すなわち、カエルという存在は近隣にある富士山の清らかな湧水と駿河湾の自然に恵まれた内浦の環境を象徴する生き物として、大切に展示・研究が行われているのです。
世界基準の飼育・繁殖技術
淡島では、世界中から集められてきた色鮮やかなヤドクガエルや希少なカエルたちが、自分たちの元々の生息地(つまり、熱帯雨林や水辺)の環境をリアルに再現したテラリウムの中で暮らしています。
テラリウム:ガラス容器などの限られた空間の中で、陸上生物や植物の生息環境を再現して、育成・展示する設備のことです。

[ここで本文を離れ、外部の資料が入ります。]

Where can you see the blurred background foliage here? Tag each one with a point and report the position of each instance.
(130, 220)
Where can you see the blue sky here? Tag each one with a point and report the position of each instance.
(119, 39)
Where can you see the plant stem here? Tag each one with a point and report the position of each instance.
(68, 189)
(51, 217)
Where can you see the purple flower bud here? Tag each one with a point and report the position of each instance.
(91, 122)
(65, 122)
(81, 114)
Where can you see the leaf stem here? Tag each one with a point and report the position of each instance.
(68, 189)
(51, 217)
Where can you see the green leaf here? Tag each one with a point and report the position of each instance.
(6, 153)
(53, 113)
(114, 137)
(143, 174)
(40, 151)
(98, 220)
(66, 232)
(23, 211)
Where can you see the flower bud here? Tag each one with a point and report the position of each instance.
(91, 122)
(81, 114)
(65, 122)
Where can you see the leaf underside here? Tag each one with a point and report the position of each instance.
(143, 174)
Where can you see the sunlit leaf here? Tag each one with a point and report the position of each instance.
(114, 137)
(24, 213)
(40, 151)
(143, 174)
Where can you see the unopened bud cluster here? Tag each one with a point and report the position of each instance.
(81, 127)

すなわち、ここでは専門スタッフによる高度な飼育・繁殖技術が確立されており、国内屈指の高度なカエルの育成技術が備わっています。
そのため、国内外の専門家からも高く評価されているという、まさに本格派の施設なのです。
淡島付近は歴史的な「国境(くにざかい)」だった?
また、淡島が浮かぶ内浦周辺は、歴史的に重要な境界線でもありました。
- 駿河国(現在の静岡県中部・東部)
- 伊豆国(現在の伊豆半島全域)
すなわち、沼津と伊豆半島の境目(境界線)が、ちょうどこの内浦付近に位置していたのです。

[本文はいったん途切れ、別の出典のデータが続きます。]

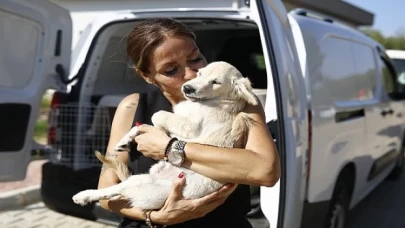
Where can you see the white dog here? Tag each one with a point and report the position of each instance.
(211, 114)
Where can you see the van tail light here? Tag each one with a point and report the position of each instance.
(52, 117)
(309, 152)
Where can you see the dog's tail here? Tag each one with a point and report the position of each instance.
(240, 129)
(119, 167)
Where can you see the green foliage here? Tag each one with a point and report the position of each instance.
(397, 41)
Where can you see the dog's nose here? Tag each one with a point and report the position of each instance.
(188, 89)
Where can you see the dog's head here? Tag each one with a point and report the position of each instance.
(221, 81)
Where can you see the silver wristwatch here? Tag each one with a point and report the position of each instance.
(176, 153)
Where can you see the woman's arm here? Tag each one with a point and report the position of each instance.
(176, 209)
(257, 164)
(121, 124)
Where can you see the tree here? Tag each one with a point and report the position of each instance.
(397, 41)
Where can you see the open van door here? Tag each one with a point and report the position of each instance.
(286, 104)
(35, 44)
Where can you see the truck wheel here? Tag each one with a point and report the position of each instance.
(398, 170)
(339, 207)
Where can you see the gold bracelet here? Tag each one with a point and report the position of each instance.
(146, 215)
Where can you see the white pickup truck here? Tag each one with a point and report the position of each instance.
(330, 95)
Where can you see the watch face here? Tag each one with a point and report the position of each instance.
(175, 157)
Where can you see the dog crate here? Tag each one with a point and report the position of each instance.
(77, 131)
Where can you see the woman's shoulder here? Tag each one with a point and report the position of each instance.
(127, 108)
(129, 102)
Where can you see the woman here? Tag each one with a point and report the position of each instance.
(165, 54)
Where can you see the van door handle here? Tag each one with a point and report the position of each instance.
(349, 115)
(387, 112)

同じ沼津市でも、沼津駅などの中心部は駿河国に属していたのに対して、南側の内浦・西浦・大瀬崎・戸田地域は、歴史上の古い区分では伊豆国に属していたことになります。
戦国時代の緊迫した最前線
また、戦国時代には
- 伊豆国(現在の静岡県の伊豆半島地域)を拠点とする、小田原北条氏(後北条氏)
- 駿河国(現在の静岡県中部から東部)を治める、今川氏や武田氏
らがそれぞれ激しく睨み合うという軍事上の最前線として、数々の攻防が繰り広げられてきたという、歴史深いエリアでもあります。
淡島のロープウェイと現在のアクセス
以前、本土と淡島を結んでいた「あわしまロープウェイ」は、設備の老朽化などに伴い2008年に運行を休止し、現在は撤去されています。
現在は専用船で優雅なクルーズ

内浦・淡島の景色(静岡県沼津市)
現在は、陸側の船着場から専用の連絡船に乗って島へと渡ることになります。
乗船時間はわずか数分ですが、心地よい潮風を感じながら、海上から近づく淡島や富士山を眺めるひとときは、船旅ならではの大きな魅力となっています!
おわりに・まとめ
駿河湾に浮かぶ淡島は、遥か昔の火山の歴史から始まり、さらには
- 海の神を祀る淡島神社
- バブルの贅を集めた名門・淡島ホテル
- そして日本一のカエル館
まで、多彩な見どころが凝縮された魅力的な島です。
『ラブライブ!サンシャイン!!』の物語に思いを馳せながら、連絡船に揺られて島へ渡り、過酷な山道を登った先のご褒美の絶景を味わう旅は、忘れられない思い出になるはずですよ。
歴史と自然、そしてアニメカルチャーが融合した淡島へ、ぜひ足を運んでみてくださいね!